Hijab Is Not a Matter of Choice in Some Countries

Photo caption:  Courtesy of The Guardian, In a pre-summer ritual, an Iranian policewoman warns a young woman about her clothing and hair during a crackdown to enforce the Islamic dress code. Photograph: Majid/Getty Images
Photo caption:  Courtesy of The Guardian, A female morality police in Tehran warns a woman to cover her hair properly. Photograph: Majid/Getty Images

 Main Point: Many women around the world wear hijab, some choose to wear, some force to wear

Source: Daily Telegraph

Writer: Seb Starcevic

Every day millions of women around the world wear scarves and veils. But the hijab is more than just an item of clothing. For some it represents spirituality, modesty and the observance of religious customs codified in the Koran. To others, it’s a symbol of oppression, making the act of wearing it incompatible with feminism in modern society.

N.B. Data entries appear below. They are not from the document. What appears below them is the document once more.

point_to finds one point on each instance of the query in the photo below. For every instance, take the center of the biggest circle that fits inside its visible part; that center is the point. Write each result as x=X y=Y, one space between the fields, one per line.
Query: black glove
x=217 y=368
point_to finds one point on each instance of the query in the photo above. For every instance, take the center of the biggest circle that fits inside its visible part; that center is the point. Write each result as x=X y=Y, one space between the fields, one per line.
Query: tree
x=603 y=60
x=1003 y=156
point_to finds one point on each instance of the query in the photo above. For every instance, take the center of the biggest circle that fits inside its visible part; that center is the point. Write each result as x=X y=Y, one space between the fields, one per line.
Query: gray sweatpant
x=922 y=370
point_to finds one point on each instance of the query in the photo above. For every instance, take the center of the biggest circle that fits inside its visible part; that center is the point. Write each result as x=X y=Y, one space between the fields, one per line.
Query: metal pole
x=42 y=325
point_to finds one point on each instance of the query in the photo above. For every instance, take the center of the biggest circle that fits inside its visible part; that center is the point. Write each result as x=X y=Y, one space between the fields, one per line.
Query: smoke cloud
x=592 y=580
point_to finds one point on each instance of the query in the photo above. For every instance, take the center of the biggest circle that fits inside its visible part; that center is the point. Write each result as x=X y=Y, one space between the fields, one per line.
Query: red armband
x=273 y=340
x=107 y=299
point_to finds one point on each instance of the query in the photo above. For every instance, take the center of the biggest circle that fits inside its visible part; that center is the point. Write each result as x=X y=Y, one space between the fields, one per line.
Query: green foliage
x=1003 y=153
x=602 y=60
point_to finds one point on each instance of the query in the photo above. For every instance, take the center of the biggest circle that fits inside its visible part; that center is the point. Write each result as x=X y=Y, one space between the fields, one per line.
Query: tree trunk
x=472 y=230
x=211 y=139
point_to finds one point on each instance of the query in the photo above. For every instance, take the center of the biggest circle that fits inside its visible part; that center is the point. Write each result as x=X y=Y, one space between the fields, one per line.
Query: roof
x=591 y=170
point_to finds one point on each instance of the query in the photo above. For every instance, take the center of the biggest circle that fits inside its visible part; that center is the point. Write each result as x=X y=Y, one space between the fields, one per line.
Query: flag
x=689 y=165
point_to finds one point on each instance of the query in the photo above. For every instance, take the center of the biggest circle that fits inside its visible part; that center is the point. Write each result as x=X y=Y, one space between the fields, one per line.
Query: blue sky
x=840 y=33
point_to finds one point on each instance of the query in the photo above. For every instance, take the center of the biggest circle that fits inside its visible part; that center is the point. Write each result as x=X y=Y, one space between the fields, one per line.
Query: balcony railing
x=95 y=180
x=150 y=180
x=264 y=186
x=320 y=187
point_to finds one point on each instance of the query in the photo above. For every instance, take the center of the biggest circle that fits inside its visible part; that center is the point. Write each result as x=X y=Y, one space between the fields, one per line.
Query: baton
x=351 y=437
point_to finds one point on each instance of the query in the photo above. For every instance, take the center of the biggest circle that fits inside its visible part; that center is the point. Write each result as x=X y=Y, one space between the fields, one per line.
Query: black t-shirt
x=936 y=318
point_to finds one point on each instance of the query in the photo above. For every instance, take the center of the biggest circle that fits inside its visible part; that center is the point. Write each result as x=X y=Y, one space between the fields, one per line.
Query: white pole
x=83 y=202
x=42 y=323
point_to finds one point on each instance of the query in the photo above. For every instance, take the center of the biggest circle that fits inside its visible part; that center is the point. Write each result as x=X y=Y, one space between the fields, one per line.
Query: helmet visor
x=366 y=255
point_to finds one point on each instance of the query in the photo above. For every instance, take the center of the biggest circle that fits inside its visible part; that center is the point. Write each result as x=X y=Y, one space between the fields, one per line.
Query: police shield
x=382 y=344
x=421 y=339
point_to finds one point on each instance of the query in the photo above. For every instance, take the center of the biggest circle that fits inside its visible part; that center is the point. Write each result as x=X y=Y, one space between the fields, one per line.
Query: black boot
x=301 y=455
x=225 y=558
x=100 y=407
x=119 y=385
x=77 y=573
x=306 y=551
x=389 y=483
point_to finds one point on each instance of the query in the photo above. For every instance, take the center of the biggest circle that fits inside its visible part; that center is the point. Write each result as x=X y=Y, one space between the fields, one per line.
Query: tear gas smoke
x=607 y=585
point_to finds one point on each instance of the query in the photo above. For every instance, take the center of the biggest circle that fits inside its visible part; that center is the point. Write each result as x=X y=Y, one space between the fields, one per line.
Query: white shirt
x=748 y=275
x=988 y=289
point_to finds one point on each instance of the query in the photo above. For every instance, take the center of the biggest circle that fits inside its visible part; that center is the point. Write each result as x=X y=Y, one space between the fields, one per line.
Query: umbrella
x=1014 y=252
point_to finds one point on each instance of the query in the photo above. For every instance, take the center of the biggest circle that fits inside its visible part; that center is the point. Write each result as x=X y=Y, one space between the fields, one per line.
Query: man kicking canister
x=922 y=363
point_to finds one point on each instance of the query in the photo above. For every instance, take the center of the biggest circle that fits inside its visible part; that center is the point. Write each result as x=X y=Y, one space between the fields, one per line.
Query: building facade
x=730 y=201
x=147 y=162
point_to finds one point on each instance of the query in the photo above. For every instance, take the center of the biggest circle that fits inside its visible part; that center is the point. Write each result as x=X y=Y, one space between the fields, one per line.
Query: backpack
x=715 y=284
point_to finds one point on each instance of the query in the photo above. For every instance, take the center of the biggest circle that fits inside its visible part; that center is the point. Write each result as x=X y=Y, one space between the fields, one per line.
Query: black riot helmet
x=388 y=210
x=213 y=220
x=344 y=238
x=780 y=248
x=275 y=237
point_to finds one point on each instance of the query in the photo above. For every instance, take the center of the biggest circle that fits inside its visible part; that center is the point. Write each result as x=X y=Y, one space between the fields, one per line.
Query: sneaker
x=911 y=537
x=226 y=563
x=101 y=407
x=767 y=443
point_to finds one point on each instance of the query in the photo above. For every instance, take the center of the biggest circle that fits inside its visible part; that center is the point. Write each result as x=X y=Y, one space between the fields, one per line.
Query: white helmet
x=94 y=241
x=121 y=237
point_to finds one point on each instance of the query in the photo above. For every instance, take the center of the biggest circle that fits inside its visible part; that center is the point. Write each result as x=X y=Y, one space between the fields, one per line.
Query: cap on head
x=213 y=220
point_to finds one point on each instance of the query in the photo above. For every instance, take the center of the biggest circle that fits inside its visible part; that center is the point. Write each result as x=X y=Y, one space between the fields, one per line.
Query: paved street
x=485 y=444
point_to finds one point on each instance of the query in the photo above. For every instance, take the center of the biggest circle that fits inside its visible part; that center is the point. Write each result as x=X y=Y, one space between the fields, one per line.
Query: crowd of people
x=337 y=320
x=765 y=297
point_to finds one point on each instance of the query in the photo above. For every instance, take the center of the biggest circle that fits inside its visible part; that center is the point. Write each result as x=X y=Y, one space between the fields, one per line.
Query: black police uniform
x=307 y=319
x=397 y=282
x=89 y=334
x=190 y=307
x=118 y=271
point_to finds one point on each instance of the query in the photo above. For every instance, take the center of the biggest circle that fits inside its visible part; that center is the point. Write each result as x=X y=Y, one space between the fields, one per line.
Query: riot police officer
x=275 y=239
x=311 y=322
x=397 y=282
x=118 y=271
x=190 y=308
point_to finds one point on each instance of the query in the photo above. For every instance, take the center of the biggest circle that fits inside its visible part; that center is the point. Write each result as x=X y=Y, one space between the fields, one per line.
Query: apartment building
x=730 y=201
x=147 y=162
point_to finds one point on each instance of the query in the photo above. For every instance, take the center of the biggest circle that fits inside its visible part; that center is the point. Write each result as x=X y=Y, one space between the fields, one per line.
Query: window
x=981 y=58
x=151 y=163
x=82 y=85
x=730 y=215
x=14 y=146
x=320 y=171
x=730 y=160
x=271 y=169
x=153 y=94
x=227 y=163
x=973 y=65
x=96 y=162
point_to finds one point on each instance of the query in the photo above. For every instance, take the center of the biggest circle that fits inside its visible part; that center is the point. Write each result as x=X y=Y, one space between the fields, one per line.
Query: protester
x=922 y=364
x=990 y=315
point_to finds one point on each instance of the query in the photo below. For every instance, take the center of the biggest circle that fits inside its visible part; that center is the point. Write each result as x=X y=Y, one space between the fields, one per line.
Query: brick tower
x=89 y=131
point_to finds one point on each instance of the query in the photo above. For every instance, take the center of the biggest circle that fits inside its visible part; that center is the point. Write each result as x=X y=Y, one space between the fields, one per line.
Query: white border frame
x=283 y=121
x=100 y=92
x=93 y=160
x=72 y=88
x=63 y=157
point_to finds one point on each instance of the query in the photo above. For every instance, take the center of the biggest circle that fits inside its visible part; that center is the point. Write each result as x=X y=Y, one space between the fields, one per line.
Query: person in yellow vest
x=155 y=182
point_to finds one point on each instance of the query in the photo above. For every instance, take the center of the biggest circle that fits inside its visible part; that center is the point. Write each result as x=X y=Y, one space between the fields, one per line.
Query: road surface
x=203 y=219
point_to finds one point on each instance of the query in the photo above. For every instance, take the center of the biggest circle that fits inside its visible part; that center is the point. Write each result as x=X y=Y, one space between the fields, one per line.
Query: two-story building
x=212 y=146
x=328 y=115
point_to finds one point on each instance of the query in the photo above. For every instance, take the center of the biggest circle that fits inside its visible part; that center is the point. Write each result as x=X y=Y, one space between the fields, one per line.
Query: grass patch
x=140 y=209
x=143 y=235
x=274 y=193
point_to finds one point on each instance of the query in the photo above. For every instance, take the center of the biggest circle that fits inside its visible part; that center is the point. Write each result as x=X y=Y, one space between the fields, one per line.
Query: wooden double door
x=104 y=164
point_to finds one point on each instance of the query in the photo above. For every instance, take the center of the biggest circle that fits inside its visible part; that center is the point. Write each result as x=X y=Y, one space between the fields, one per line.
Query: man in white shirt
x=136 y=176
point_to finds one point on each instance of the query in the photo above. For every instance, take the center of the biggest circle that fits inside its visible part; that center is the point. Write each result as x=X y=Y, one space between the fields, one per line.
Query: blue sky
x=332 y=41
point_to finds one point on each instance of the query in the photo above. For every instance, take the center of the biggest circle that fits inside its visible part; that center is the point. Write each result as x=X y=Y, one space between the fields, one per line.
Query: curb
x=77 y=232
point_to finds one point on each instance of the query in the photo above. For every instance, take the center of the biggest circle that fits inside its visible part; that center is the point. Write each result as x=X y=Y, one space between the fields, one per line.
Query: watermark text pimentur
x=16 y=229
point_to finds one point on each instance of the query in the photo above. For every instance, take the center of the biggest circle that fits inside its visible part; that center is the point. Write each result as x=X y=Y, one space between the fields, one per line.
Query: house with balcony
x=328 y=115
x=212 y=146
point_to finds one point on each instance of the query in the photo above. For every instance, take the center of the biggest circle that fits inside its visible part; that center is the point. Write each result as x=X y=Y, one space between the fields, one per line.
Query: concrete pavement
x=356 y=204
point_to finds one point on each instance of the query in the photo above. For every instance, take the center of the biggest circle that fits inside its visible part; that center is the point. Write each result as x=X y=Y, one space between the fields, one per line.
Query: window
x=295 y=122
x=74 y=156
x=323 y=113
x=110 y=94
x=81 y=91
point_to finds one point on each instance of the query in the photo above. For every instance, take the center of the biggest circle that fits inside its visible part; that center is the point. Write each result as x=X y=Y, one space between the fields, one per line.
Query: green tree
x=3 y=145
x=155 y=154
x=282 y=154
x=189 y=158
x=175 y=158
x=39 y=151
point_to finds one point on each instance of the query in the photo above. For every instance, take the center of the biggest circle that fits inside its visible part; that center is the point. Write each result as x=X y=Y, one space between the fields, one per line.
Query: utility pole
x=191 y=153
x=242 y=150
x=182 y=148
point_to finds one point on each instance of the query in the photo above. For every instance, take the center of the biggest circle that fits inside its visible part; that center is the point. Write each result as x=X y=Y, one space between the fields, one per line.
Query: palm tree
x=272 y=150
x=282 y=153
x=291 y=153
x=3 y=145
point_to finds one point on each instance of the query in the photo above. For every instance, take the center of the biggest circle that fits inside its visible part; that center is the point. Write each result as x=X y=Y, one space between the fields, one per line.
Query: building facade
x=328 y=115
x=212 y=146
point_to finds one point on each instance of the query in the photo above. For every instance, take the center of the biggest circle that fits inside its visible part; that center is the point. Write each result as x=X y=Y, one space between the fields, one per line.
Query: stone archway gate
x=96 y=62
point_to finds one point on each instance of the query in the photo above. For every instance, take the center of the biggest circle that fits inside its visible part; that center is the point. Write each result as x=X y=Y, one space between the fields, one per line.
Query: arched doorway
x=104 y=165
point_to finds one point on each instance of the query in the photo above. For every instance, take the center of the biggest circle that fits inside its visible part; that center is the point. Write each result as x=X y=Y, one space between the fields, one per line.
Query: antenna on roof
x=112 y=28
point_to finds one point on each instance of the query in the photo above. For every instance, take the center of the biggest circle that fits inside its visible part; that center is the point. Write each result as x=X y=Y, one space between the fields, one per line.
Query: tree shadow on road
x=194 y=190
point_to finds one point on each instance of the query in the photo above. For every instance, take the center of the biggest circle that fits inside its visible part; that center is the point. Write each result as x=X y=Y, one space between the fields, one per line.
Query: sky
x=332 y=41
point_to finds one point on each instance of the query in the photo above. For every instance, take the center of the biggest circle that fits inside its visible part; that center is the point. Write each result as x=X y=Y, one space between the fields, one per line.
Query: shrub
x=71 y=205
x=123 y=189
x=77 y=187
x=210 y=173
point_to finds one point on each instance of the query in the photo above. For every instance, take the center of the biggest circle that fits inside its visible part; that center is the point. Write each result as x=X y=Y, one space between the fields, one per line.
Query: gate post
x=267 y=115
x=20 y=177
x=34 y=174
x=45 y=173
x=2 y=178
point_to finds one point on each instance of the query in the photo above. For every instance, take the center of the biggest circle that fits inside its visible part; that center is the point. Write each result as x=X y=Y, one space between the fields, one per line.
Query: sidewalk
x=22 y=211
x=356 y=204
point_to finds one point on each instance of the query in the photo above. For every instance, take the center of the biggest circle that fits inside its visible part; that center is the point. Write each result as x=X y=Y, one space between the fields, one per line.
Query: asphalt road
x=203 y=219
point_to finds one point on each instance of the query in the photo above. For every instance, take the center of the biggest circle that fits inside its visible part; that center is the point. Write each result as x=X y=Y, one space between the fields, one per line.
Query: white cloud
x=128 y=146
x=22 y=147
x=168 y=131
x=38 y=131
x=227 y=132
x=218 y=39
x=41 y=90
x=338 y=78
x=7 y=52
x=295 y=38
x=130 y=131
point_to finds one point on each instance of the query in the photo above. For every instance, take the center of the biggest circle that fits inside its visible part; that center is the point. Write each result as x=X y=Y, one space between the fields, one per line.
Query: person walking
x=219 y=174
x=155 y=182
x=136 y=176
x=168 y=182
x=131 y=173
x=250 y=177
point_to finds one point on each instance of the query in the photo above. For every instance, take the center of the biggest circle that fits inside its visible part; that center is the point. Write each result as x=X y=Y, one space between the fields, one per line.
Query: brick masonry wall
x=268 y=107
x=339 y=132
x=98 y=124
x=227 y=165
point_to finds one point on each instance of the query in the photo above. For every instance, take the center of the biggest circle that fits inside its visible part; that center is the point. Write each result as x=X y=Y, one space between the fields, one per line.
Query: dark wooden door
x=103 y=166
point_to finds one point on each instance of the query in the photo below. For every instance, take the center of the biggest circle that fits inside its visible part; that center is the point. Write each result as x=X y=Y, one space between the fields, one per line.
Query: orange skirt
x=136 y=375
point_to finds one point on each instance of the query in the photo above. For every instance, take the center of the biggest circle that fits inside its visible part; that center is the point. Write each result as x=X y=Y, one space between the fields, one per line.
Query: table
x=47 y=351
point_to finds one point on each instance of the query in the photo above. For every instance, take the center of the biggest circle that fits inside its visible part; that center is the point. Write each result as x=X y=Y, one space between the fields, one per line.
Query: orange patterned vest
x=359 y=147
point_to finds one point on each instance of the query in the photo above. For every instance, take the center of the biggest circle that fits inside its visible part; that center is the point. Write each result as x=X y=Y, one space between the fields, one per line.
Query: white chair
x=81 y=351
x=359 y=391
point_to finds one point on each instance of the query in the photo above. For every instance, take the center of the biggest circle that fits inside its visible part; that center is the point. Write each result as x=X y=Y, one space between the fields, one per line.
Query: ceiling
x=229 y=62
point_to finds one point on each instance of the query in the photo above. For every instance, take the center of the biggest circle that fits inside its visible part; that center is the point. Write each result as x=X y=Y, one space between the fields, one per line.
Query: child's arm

Most of us have never faced this particular dilemma in our lives and never will. That’s one of the advantages of being a white Australian. It’s even more advantageous for men, who aren’t burdened by the expectations heaped on women regarding their appearance, especially women of color.

Yet headscarves are becoming increasingly visible in mainstream media. Last month’s edition of Playboy featured a hijab-wearing model, journalist Noor Tagouri, for the first time in the magazine’s long history, while Muslim beauty blogger Nura Afia is set to become Cover Girl’s newest ambassador.